Blockchain seems especially useful, he adds, in cases involving multiple independent parties that do not want an infrastructure owned and controlled by just one party. “That’s why a lot of the use cases that we have are multiparty—independent entities, public and private sectors. You will rarely see a use case that is entirely internal to government because from our perspective, there are very mature technologies that can do a better job,” John explains.

S&T Directorate officials also stress the need for interoperability. If, for instance, different trade consortia operate different blockchain systems, the U.S. government needs one system capable of operating with all. “One of the things we are very, very clear on is that the solutions that the startups propose to us need to have those specifications and standards to ensure interoperability between solutions. Or they should be taking our funding to bake that into their product line because we do not want to be locked into one particular vendor,” John states.

Interoperability is important in part because department officials do not want to inadvertently point the highly competitive blockchain marketplace in any one direction.

“We are sort of at a flexion point with blockchain technology whereby there is a lot of desire for companies in that space to become the next platform, where everybody comes on their platform and the platform provider sits in the middle and extracts value from it,” John suggests. “The government is not interested in picking a winner in the blockchain horse race. We’re not fans of a one-ring-to-bind-them-all approach that may be the operating model of a lot of the bigger blockchain companies.”

To the contrary, government officials want to ensure small businesses are able to compete, he continues. “We do not want to take a position where we are mandating that everybody else choose a particular vendor. We want an ecosystem of interoperable blockchain technologies. We want to make sure there is opportunity not only for the big players but also for the startups and the small players on an interoperable playing field.”

The S&T team also emphasizes the need for security of personally identifiable or proprietary information, and in this case encryption is not enough. “Encryption algorithms by their very nature—because of Moore’s Law or because of implementation challenges—eventually become public. That is a reality in the world,” John declares. “Encrypting data, putting it on a public chain, sooner or later, 10 years or 15 years down the road, will eventually result in that data becoming public. We are interested in architectures whereby no private data, no sensitive data, is ever put on a public blockchain.”

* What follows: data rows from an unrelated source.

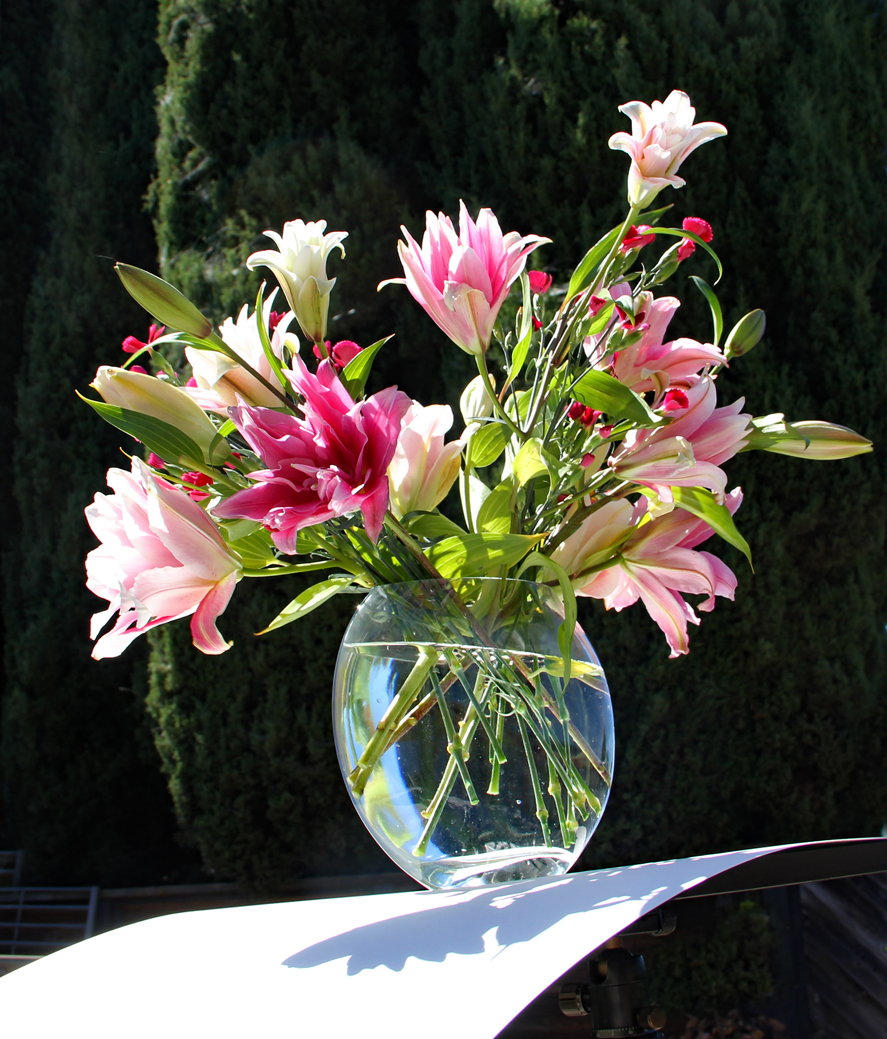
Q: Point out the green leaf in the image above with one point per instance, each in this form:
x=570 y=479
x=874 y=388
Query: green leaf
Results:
x=310 y=600
x=254 y=549
x=431 y=525
x=674 y=233
x=770 y=429
x=163 y=301
x=157 y=435
x=603 y=393
x=487 y=444
x=590 y=262
x=270 y=356
x=567 y=627
x=495 y=513
x=529 y=461
x=717 y=316
x=701 y=503
x=599 y=321
x=356 y=371
x=234 y=530
x=478 y=555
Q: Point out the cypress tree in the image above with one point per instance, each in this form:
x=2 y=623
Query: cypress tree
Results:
x=767 y=730
x=82 y=790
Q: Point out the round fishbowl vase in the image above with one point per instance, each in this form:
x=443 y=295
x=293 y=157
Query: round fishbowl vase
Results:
x=467 y=755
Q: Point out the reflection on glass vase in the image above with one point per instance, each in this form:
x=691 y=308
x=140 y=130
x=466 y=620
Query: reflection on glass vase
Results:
x=467 y=755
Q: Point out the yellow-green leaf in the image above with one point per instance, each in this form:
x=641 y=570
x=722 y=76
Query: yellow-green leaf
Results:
x=478 y=555
x=310 y=600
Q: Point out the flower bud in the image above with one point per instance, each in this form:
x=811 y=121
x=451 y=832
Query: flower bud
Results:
x=162 y=301
x=475 y=403
x=146 y=395
x=746 y=335
x=827 y=442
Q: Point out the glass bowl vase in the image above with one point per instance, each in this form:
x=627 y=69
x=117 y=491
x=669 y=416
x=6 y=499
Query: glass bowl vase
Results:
x=466 y=754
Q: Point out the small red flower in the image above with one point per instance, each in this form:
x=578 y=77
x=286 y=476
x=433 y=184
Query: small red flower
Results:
x=697 y=227
x=675 y=400
x=637 y=238
x=133 y=345
x=340 y=354
x=539 y=282
x=197 y=479
x=585 y=416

While blockchain appears interesting for some of the Homeland Security Department’s challenges, S&T’s team is assessing the business case as much as the technology itself. “This is our opportunity to basically do a pilot and proof of concept, kick the tires of the technologies to find out if they’re scalable, if they can support government use cases,” John says. “It is not just a technical evaluation. It’s also a business evaluation, a legal evaluation and an evaluation of whether or not the internal investment is actually worth it.”

That is the approach S&T takes to every project, he adds. “That is part and parcel of every single effort that we are going to be doing. It is not simply a technical decision in any way, shape or form.”